Earlier this year, the council authorised a variation in the deeds to allow a charge to be levied on visitors – there will be no charge for worshippers – but some councillors voiced concerns about how an entry fee would affect people just looking for a quiet place of contemplation in times of trouble.
A report to last week's full council meeting said: "The Kirk Session of St Giles’ Cathedral have intimated that, although they have not yet completed detailed planning on the likely charges, they have initially planned for a charge of around £6 per visitor. This is significantly less than the cost of many of the major city centre attractions and the charges levied by English cathedrals."
But under the Edinburgh Burgh Churches Scheme, which dates back to 1927, Edinburgh residents have a free right of access to St Giles’ Cathedral on weekdays, other than during services and the council had asked what the implications of a charge would be for that right.
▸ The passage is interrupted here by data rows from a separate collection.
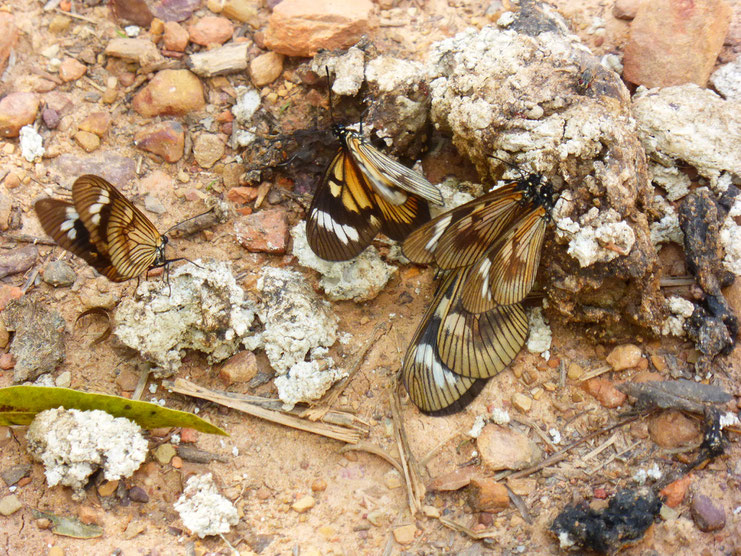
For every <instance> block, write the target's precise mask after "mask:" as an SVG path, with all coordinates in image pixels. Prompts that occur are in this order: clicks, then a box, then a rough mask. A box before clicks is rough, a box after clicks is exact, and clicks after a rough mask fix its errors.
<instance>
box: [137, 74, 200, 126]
mask: <svg viewBox="0 0 741 556" xmlns="http://www.w3.org/2000/svg"><path fill="white" fill-rule="evenodd" d="M131 105H132V107H133V108H134V110H136V111H137V112H138V113H139V114H141V115H142V116H149V117H152V116H164V115H172V116H184V115H185V114H187V113H188V112H192V111H194V110H200V109H202V108H203V107H204V106H205V105H206V101H205V99H204V97H203V85H202V84H201V81H200V79H198V77H196V75H195V74H194V73H192V72H190V71H188V70H162V71H159V72H158V73H157V74H156V75H155V76H154V77H153V78H152V80H151V81H150V82H149V83H148V84H147V86H146V87H144V88H143V89H142V90H141V91H139V92H138V93H137V94H136V96H135V97H134V100H133V101H132V103H131Z"/></svg>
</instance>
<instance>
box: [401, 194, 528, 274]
mask: <svg viewBox="0 0 741 556" xmlns="http://www.w3.org/2000/svg"><path fill="white" fill-rule="evenodd" d="M522 197H523V194H522V191H520V190H519V189H518V182H512V183H508V184H505V185H504V186H502V187H500V188H498V189H496V190H494V191H491V192H489V193H486V194H485V195H482V196H481V197H479V198H477V199H474V200H473V201H469V202H468V203H465V204H463V205H460V206H458V207H455V208H453V209H451V210H449V211H448V212H445V213H443V214H441V215H439V216H437V217H435V218H434V219H432V220H430V221H429V222H427V223H426V224H424V225H423V226H421V227H420V228H418V229H417V230H415V231H414V232H412V233H411V234H410V235H409V237H408V238H407V239H406V241H405V242H404V245H403V247H402V248H403V251H404V255H405V256H406V257H407V258H408V259H410V260H411V261H414V262H416V263H420V264H425V263H431V262H435V263H437V265H438V266H440V268H443V269H453V268H462V267H465V266H468V265H471V264H473V263H474V262H475V261H476V260H477V259H479V258H480V257H481V255H482V254H483V253H485V252H486V250H487V249H488V248H489V247H490V246H491V244H492V242H493V241H495V240H496V238H497V236H498V235H500V234H501V232H502V230H504V229H506V227H507V226H508V225H510V224H511V222H512V220H513V218H515V217H516V215H517V214H518V213H519V212H520V211H521V210H522V209H521V208H520V207H521V205H520V201H521V200H522Z"/></svg>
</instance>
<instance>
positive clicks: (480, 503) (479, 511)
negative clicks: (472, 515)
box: [468, 478, 509, 513]
mask: <svg viewBox="0 0 741 556" xmlns="http://www.w3.org/2000/svg"><path fill="white" fill-rule="evenodd" d="M468 488H469V496H468V503H469V504H470V505H471V507H472V508H473V509H474V510H476V511H477V512H492V513H495V512H500V511H502V510H504V509H506V508H507V507H509V494H508V493H507V487H505V486H504V485H503V484H502V483H500V482H498V481H495V480H494V479H488V478H476V479H472V480H471V484H470V485H469V487H468Z"/></svg>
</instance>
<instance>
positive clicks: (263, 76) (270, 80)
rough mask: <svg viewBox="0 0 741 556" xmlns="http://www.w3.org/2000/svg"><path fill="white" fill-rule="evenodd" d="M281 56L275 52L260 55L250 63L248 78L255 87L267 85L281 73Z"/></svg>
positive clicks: (267, 52) (261, 54) (271, 52)
mask: <svg viewBox="0 0 741 556" xmlns="http://www.w3.org/2000/svg"><path fill="white" fill-rule="evenodd" d="M283 58H284V57H283V55H282V54H278V53H277V52H266V53H264V54H260V55H259V56H258V57H257V58H255V59H254V60H252V62H250V76H251V77H252V83H253V84H254V85H255V87H263V86H265V85H269V84H270V83H272V82H273V81H275V80H276V79H278V78H279V77H280V74H281V73H283Z"/></svg>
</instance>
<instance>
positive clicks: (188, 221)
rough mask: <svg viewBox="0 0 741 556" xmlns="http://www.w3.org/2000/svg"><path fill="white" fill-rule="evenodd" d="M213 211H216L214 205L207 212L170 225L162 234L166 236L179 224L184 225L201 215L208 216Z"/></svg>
mask: <svg viewBox="0 0 741 556" xmlns="http://www.w3.org/2000/svg"><path fill="white" fill-rule="evenodd" d="M213 211H214V207H211V208H210V209H208V210H207V211H206V212H202V213H201V214H196V215H195V216H191V217H190V218H186V219H185V220H182V221H180V222H178V223H177V224H175V225H174V226H170V227H169V228H168V229H167V231H166V232H165V233H164V234H162V235H163V236H166V235H167V234H169V233H170V232H171V231H172V230H174V229H175V228H177V227H178V226H182V225H183V224H185V223H186V222H190V221H191V220H195V219H196V218H200V217H201V216H206V215H207V214H209V213H212V212H213Z"/></svg>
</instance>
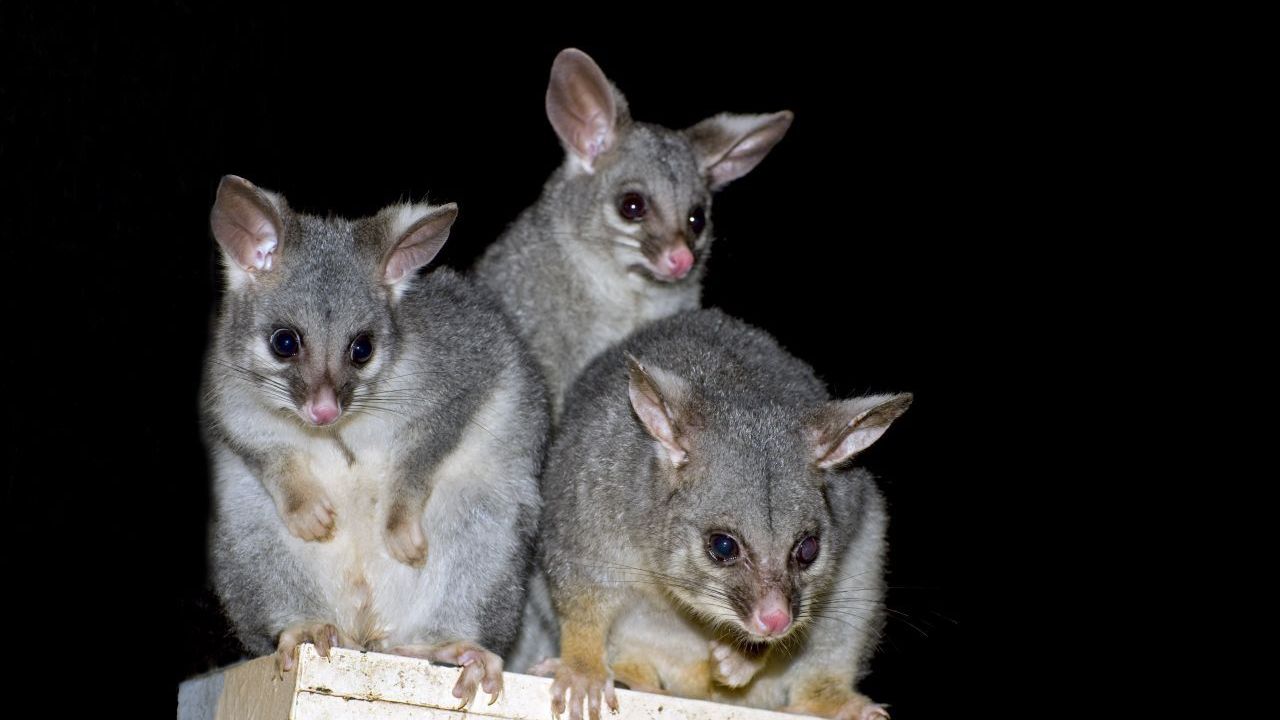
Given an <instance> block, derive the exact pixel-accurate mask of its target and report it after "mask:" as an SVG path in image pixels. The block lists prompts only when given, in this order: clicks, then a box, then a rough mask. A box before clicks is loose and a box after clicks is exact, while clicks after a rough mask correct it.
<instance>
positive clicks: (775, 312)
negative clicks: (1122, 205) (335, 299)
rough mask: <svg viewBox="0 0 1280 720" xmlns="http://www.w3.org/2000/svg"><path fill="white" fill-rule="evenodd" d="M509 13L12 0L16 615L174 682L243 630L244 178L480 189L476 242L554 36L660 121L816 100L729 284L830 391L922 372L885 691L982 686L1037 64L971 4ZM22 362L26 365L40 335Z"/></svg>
mask: <svg viewBox="0 0 1280 720" xmlns="http://www.w3.org/2000/svg"><path fill="white" fill-rule="evenodd" d="M621 9H622V10H628V9H627V8H621ZM493 15H494V17H492V18H489V20H488V22H486V23H462V22H461V20H457V19H453V18H445V17H442V15H438V14H433V13H431V12H430V10H429V9H425V8H422V9H417V10H413V12H407V10H397V12H387V13H379V14H376V15H374V14H370V15H369V17H362V18H352V17H346V15H335V17H329V18H324V19H314V18H307V19H302V18H300V17H298V15H294V14H289V13H285V12H273V10H262V9H252V10H250V9H230V8H227V6H220V9H218V10H205V9H197V8H193V6H188V5H182V4H178V5H143V6H142V8H140V9H132V10H124V9H118V8H114V6H113V8H108V6H101V8H93V6H86V8H83V9H81V10H77V12H74V13H72V12H59V10H37V9H33V8H26V6H15V5H10V4H5V8H4V24H3V29H4V33H5V37H4V44H3V45H4V53H5V67H6V68H8V70H6V74H8V79H6V81H5V82H4V83H3V87H0V91H3V94H4V97H3V100H4V113H5V118H4V120H5V127H6V128H9V129H8V131H6V132H5V133H4V136H3V137H0V143H3V145H0V150H3V156H4V158H5V160H4V161H5V165H8V168H6V174H10V173H12V176H10V177H12V178H13V179H14V181H17V182H14V183H13V187H12V188H10V190H9V191H6V197H8V201H9V202H12V205H13V206H14V208H15V209H18V213H14V214H12V217H10V218H6V220H8V222H13V220H14V219H17V227H15V228H14V229H12V231H10V233H12V234H10V237H13V238H29V240H33V241H36V242H26V243H14V245H18V247H17V254H14V249H12V250H10V258H13V259H15V261H17V263H20V264H23V266H27V268H37V270H36V274H37V275H38V277H40V279H41V283H40V288H41V290H40V291H38V292H37V293H27V292H24V293H17V292H14V293H13V295H12V299H10V302H9V306H10V307H12V310H10V314H12V315H13V318H15V320H17V325H18V327H19V328H23V331H22V332H24V333H26V336H27V338H28V340H36V341H38V342H40V346H41V347H44V348H46V352H45V357H44V360H42V365H41V373H49V374H52V375H54V377H55V378H58V380H59V382H56V383H51V384H52V386H54V389H52V393H54V395H52V397H50V396H49V391H44V389H41V391H38V392H36V395H38V396H40V397H38V398H37V400H42V401H37V402H31V404H28V405H27V407H29V410H28V411H27V413H26V414H24V415H23V416H22V418H20V419H19V421H18V423H17V424H18V425H20V427H19V428H18V429H19V432H18V433H17V434H12V436H10V437H14V438H17V439H15V443H17V447H19V448H22V450H26V452H20V454H15V455H17V459H15V460H14V461H13V462H12V464H10V468H9V469H8V479H9V488H8V489H9V497H10V501H12V506H13V507H15V509H17V511H15V512H13V519H12V523H10V524H9V528H8V530H10V532H12V533H13V538H14V541H15V542H22V543H23V544H22V546H20V547H24V548H27V552H22V553H13V555H10V556H9V557H6V560H5V562H6V565H10V566H12V568H13V569H14V570H19V571H20V573H19V577H20V578H22V580H20V582H22V583H24V585H26V587H29V588H33V592H32V593H31V594H32V598H33V600H35V602H32V606H31V609H29V610H28V616H29V619H31V621H29V623H20V626H19V628H18V629H19V634H20V635H22V637H23V638H26V639H28V641H29V642H31V643H32V644H40V646H42V647H49V646H52V648H54V652H55V653H56V652H59V651H61V650H64V648H68V647H70V646H73V644H77V643H87V644H88V647H91V648H95V652H96V655H95V657H97V659H100V660H101V661H102V666H105V667H108V669H110V667H113V666H114V661H113V659H115V657H124V656H125V655H128V653H134V652H143V653H150V657H151V662H154V664H155V678H154V679H155V680H156V685H157V689H156V694H155V697H156V698H157V700H156V705H157V706H159V707H161V708H164V707H165V703H168V702H172V697H173V693H174V689H175V685H177V683H178V682H179V680H180V679H182V678H184V676H188V675H191V674H195V673H198V671H204V670H206V669H209V667H211V666H214V665H218V664H223V662H227V661H230V660H233V659H234V657H236V647H234V643H233V641H230V639H229V638H228V635H227V629H225V626H224V625H221V624H220V621H219V619H218V615H216V610H215V607H214V606H212V601H211V600H210V596H209V594H207V592H206V591H205V589H204V582H205V560H204V552H205V547H204V538H205V523H206V516H207V492H209V486H207V474H206V468H205V460H204V454H202V450H201V445H200V438H198V433H197V384H198V374H200V366H201V360H202V356H204V351H205V346H206V333H207V323H209V318H210V313H211V309H212V302H214V300H215V297H216V292H218V278H216V273H215V270H216V264H215V254H214V243H212V241H211V237H210V233H209V229H207V214H209V208H210V204H211V201H212V197H214V190H215V187H216V184H218V181H219V178H220V177H221V176H223V174H227V173H233V174H239V176H243V177H246V178H248V179H251V181H252V182H255V183H257V184H260V186H262V187H266V188H270V190H274V191H279V192H282V193H284V195H285V196H287V197H288V200H289V202H291V205H292V206H294V208H297V209H301V210H306V211H312V213H320V214H325V213H334V214H339V215H348V217H358V215H366V214H371V213H374V211H376V210H378V209H379V208H380V206H383V205H387V204H389V202H393V201H397V200H401V199H415V200H420V199H422V197H424V196H429V197H430V200H433V201H438V202H443V201H456V202H458V204H460V206H461V217H460V219H458V222H457V224H456V225H454V228H453V232H452V236H451V240H449V242H448V245H447V246H445V249H444V251H443V252H442V255H440V258H439V260H438V261H439V263H443V264H445V265H451V266H454V268H460V269H461V268H466V266H467V265H468V264H470V263H471V261H472V260H474V259H475V258H476V256H477V255H479V254H480V252H481V251H483V250H484V247H485V246H486V245H488V243H489V242H492V241H493V240H494V238H495V237H497V236H498V234H499V233H500V231H502V229H503V227H504V225H506V224H507V223H508V222H511V220H512V219H513V218H515V217H516V214H517V213H518V211H520V210H521V209H522V208H524V206H526V205H527V204H530V202H531V201H532V200H534V199H535V197H536V196H538V193H539V191H540V187H541V183H543V181H544V179H545V177H547V176H548V174H549V173H550V172H552V170H553V169H554V168H556V165H557V164H558V163H559V160H561V156H562V151H561V149H559V146H558V143H557V141H556V137H554V133H553V132H552V129H550V127H549V124H548V123H547V119H545V115H544V113H543V99H544V92H545V83H547V76H548V70H549V68H550V63H552V59H553V58H554V55H556V53H557V51H558V50H559V49H562V47H566V46H577V47H581V49H582V50H585V51H588V53H589V54H590V55H591V56H593V58H594V59H595V60H596V61H598V63H599V64H600V67H602V68H603V69H604V72H605V74H608V76H609V78H611V79H613V81H614V82H616V85H617V86H618V87H620V88H621V90H622V92H623V94H626V96H627V99H628V101H630V105H631V110H632V115H634V117H635V118H636V119H639V120H645V122H654V123H660V124H664V126H668V127H685V126H689V124H692V123H695V122H698V120H700V119H703V118H705V117H708V115H712V114H716V113H718V111H723V110H731V111H740V113H765V111H774V110H781V109H791V110H792V111H795V114H796V119H795V123H794V126H792V127H791V131H790V133H788V135H787V137H786V138H783V141H782V142H781V143H778V145H777V146H776V149H774V150H773V152H772V154H771V155H769V156H768V158H767V159H765V160H764V161H763V163H762V164H760V165H759V167H758V168H756V169H755V170H754V172H753V173H750V174H749V176H746V177H745V178H741V179H739V181H736V182H735V183H733V184H731V186H730V187H728V188H726V190H724V191H722V192H721V193H719V195H718V196H717V199H716V205H714V222H716V229H717V237H718V240H717V242H716V245H714V247H713V256H712V260H710V266H709V273H708V278H707V282H705V292H704V301H705V304H707V305H716V306H719V307H722V309H724V310H726V311H728V313H730V314H732V315H736V316H739V318H742V319H745V320H746V322H749V323H751V324H755V325H758V327H762V328H764V329H767V331H769V332H771V333H773V334H774V336H776V337H778V340H780V341H781V342H782V345H783V346H786V347H787V348H788V350H791V351H792V352H794V354H796V355H799V356H800V357H803V359H805V360H808V361H809V363H812V364H813V365H814V368H815V369H817V372H818V374H819V375H820V377H823V378H824V379H826V380H827V382H828V383H829V386H831V388H832V391H833V392H835V393H836V395H841V396H847V395H852V393H861V392H881V391H910V392H913V393H915V404H914V405H913V407H911V410H910V411H909V413H908V414H906V415H905V416H904V418H902V419H901V420H900V421H899V423H897V424H896V425H895V427H893V429H892V430H890V432H888V433H887V434H886V436H884V437H883V438H882V439H881V442H879V443H878V445H877V446H874V447H873V448H872V450H869V451H868V452H867V454H865V456H864V457H865V464H867V465H868V466H870V468H872V469H873V470H874V471H876V473H877V474H878V475H879V477H881V478H882V487H883V488H884V492H886V495H887V496H888V500H890V503H891V536H890V542H891V550H890V565H888V566H890V583H891V585H892V588H893V589H892V591H891V593H890V597H888V603H890V607H891V615H890V619H888V625H887V635H886V639H884V642H883V644H882V648H881V651H879V652H878V655H877V657H876V660H874V662H873V673H872V675H870V676H869V678H868V679H867V680H865V682H864V684H863V685H861V687H863V689H864V691H865V692H867V693H868V694H870V696H872V697H873V698H876V700H879V701H882V702H887V703H891V706H892V710H893V711H895V716H905V717H920V716H941V714H942V710H943V708H954V707H956V706H957V702H959V698H961V697H968V696H974V694H980V693H982V692H987V691H989V687H988V688H987V689H986V691H984V683H983V682H982V680H980V679H978V676H977V675H978V667H975V664H974V661H973V655H974V653H977V652H978V643H977V641H975V637H974V629H973V626H972V625H973V612H974V606H975V603H977V600H975V593H974V592H973V585H974V584H975V583H978V582H980V580H978V579H977V578H979V577H980V575H982V573H979V570H978V568H982V566H986V564H987V560H986V559H983V557H982V556H980V555H979V553H978V551H977V548H975V543H974V542H973V536H974V532H975V528H977V527H978V525H979V524H980V523H979V520H978V518H979V516H982V514H983V512H984V511H986V510H984V509H982V507H979V505H982V503H980V502H979V501H978V500H975V497H979V496H982V495H984V493H986V492H988V489H987V488H984V486H986V483H987V482H988V478H987V477H986V474H984V471H983V470H980V469H979V468H982V466H983V465H982V460H983V454H984V452H986V451H984V450H983V448H982V443H980V433H982V430H983V428H982V427H980V425H979V424H978V423H977V421H975V420H974V419H973V418H974V411H975V407H974V406H975V405H978V404H979V402H980V401H982V398H983V397H984V395H983V393H984V392H986V391H987V389H988V388H986V387H982V383H980V382H979V380H978V379H977V378H975V377H974V375H973V368H974V366H975V365H978V364H979V363H982V361H984V360H979V357H982V356H984V355H986V354H987V348H988V340H989V337H988V336H989V331H988V324H989V320H991V315H992V313H993V310H992V307H993V304H992V302H993V301H995V300H1000V301H1012V302H1014V304H1016V301H1018V300H1019V295H1018V293H1019V291H1016V290H1009V288H1006V287H1005V286H998V287H997V286H996V284H993V279H992V273H991V272H989V270H988V264H989V263H991V261H992V256H993V255H995V247H996V245H997V241H1000V240H1002V238H1007V237H1010V236H1011V234H1012V233H1011V232H1010V229H1009V227H1007V223H1009V222H1010V218H1011V214H1012V211H1011V209H1010V204H1011V200H1012V199H1015V197H1020V196H1021V192H1023V190H1021V188H1020V186H1021V183H1023V182H1024V181H1025V177H1021V176H1019V173H1018V170H1016V168H1018V167H1020V165H1023V164H1024V163H1028V161H1029V160H1030V155H1032V154H1033V152H1034V147H1036V145H1037V143H1038V142H1039V141H1041V140H1042V138H1036V137H1029V136H1025V135H1023V131H1021V129H1019V128H1020V126H1021V123H1024V122H1028V120H1030V119H1032V118H1033V115H1034V114H1036V113H1038V111H1042V108H1041V106H1037V108H1034V109H1033V108H1029V106H1027V105H1023V104H1021V101H1020V99H1023V97H1025V94H1027V85H1028V83H1030V82H1034V79H1036V78H1034V73H1030V72H1028V70H1025V69H1023V68H1018V63H1019V54H1018V51H1016V50H1009V49H1007V47H1005V49H1002V50H1001V51H1000V53H993V51H992V50H989V49H988V46H986V45H984V44H983V42H979V41H969V40H966V37H968V35H966V33H965V32H963V31H964V28H963V27H960V26H957V24H952V20H954V18H938V17H931V18H922V17H900V18H882V17H863V18H844V19H835V18H829V17H817V15H815V17H806V18H791V19H790V20H787V19H778V18H767V17H758V18H707V19H701V18H698V19H695V18H691V17H684V15H678V17H677V15H672V14H668V13H662V12H658V10H657V9H653V8H648V6H640V5H635V6H632V8H630V12H628V13H626V12H625V13H623V14H622V15H621V17H620V18H612V19H603V18H600V19H595V20H591V22H585V20H580V22H577V23H570V22H567V19H566V18H559V17H549V15H545V14H541V15H539V14H530V15H529V17H525V18H520V17H512V15H508V14H506V13H502V12H498V10H494V12H493ZM499 20H500V26H502V27H503V29H502V31H500V32H499V31H498V28H497V24H499ZM570 24H575V27H572V28H571V27H570ZM1029 42H1034V38H1030V40H1029ZM15 168H19V169H20V170H18V172H14V169H15ZM28 255H29V256H28ZM49 348H51V350H49ZM8 363H9V364H10V369H12V370H13V373H12V374H10V377H17V378H26V379H23V380H22V382H19V383H17V384H18V386H23V384H27V380H28V379H31V378H29V375H28V374H26V373H23V369H24V368H27V365H26V363H27V359H26V357H24V356H12V357H10V359H9V360H8ZM31 382H35V380H33V379H31ZM17 389H18V391H19V392H27V391H31V388H29V387H18V388H17ZM1006 500H1007V497H1006ZM68 619H69V620H68ZM50 641H51V642H50ZM108 651H109V652H108ZM169 707H172V706H169ZM161 714H165V712H161Z"/></svg>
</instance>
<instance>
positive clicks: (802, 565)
mask: <svg viewBox="0 0 1280 720" xmlns="http://www.w3.org/2000/svg"><path fill="white" fill-rule="evenodd" d="M817 559H818V538H815V537H813V536H809V537H806V538H805V539H803V541H800V543H799V544H796V561H799V562H800V565H801V566H809V565H813V561H814V560H817Z"/></svg>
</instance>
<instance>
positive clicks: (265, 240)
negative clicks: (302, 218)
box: [210, 179, 279, 272]
mask: <svg viewBox="0 0 1280 720" xmlns="http://www.w3.org/2000/svg"><path fill="white" fill-rule="evenodd" d="M255 193H256V191H255V190H253V187H252V186H250V184H248V183H247V182H246V181H239V179H237V181H224V183H223V186H221V187H219V195H218V200H216V201H215V204H214V210H212V213H211V214H210V224H211V225H212V231H214V237H215V238H216V240H218V243H219V245H220V246H221V247H223V250H224V251H225V252H227V254H228V255H229V256H230V258H232V259H233V260H234V261H236V264H237V265H239V266H241V268H243V269H244V270H250V272H252V270H270V269H271V266H273V265H274V255H275V250H276V247H278V245H279V236H278V228H276V220H275V218H274V213H273V211H271V210H270V209H268V208H264V206H261V202H262V201H261V200H259V199H257V197H255V196H253V195H255Z"/></svg>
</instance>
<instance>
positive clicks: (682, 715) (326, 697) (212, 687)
mask: <svg viewBox="0 0 1280 720" xmlns="http://www.w3.org/2000/svg"><path fill="white" fill-rule="evenodd" d="M460 673H461V669H458V667H447V666H438V665H431V664H430V662H426V661H425V660H419V659H413V657H401V656H397V655H381V653H376V652H360V651H355V650H344V648H333V650H332V651H330V652H329V657H328V659H325V657H320V655H319V653H317V652H316V650H315V646H311V644H303V646H301V647H300V648H298V662H297V669H296V670H294V671H293V673H288V674H285V675H284V678H283V680H276V679H275V664H274V660H273V659H271V657H260V659H257V660H253V661H250V662H244V664H241V665H236V666H233V667H229V669H227V670H225V671H224V673H223V676H221V678H220V680H219V679H218V678H202V679H198V680H188V682H187V683H183V688H182V691H180V693H179V697H180V698H187V700H188V701H189V700H192V698H197V697H200V696H202V694H218V683H219V682H220V683H221V692H220V698H219V702H218V705H216V719H218V720H224V719H237V720H239V719H247V720H366V719H367V720H372V719H379V720H401V719H411V717H412V719H426V720H461V719H465V717H479V719H495V720H547V719H548V717H550V679H548V678H535V676H532V675H517V674H515V673H504V674H503V684H504V688H503V693H502V697H500V698H499V700H498V701H497V702H495V703H493V705H488V702H489V696H488V694H485V693H484V691H480V692H479V693H476V698H475V700H474V701H472V702H471V705H470V706H468V707H467V710H465V711H461V710H458V700H457V698H456V697H453V684H454V683H456V682H457V679H458V674H460ZM618 705H620V706H621V710H622V711H621V712H620V714H618V715H609V714H608V712H607V714H605V715H607V716H609V717H616V719H618V720H677V719H681V720H684V719H687V720H799V719H800V717H801V716H799V715H787V714H783V712H772V711H767V710H756V708H750V707H739V706H733V705H718V703H713V702H705V701H698V700H684V698H676V697H669V696H659V694H649V693H637V692H632V691H621V689H620V691H618ZM179 716H180V717H183V720H205V719H206V717H214V715H198V714H196V712H192V711H191V703H189V702H188V707H187V711H183V703H182V702H179Z"/></svg>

A separate briefing for councillors set out the thinking of the cathedral on the detail of the charge and how it would be applied. It said: “There will be no charges for anyone attending services at the cathedral. It is also not intended to levy a charge for anyone wishing to visit the cathedral at other times for prayer or personal contemplation. This pragmatic approach is applied in York Minster and seems to work effectively.
“York Minister also adopts a policy of allowing York residents and students (with proof of residence) to visit without charge. The cathedral are thinking along similar lines at present. Finally, the cathedral are not currently thinking of levying charges for children or matriculated students from anywhere in the UK.”
It could mean St Giles following the example of Edinburgh’s Christmas, when it offers discounts to Edinburgh residents, in asking people to produce proof of address, like a bank statement, driving licence or utility bill, in order to get free entry.
The cathedral receives no financial support from the council, the Scottish Government or any other public source, which means the costs of maintaining, repairing and insuring the building, as well as staffing and energy costs for keeping it open for visitors, have to be covered by the congregation and donations from supporters and visitors.
The council briefing stressed that the details outlined reflected “the general thinking that has been done on a charging scheme and should not be regarded as firm plans at this stage”.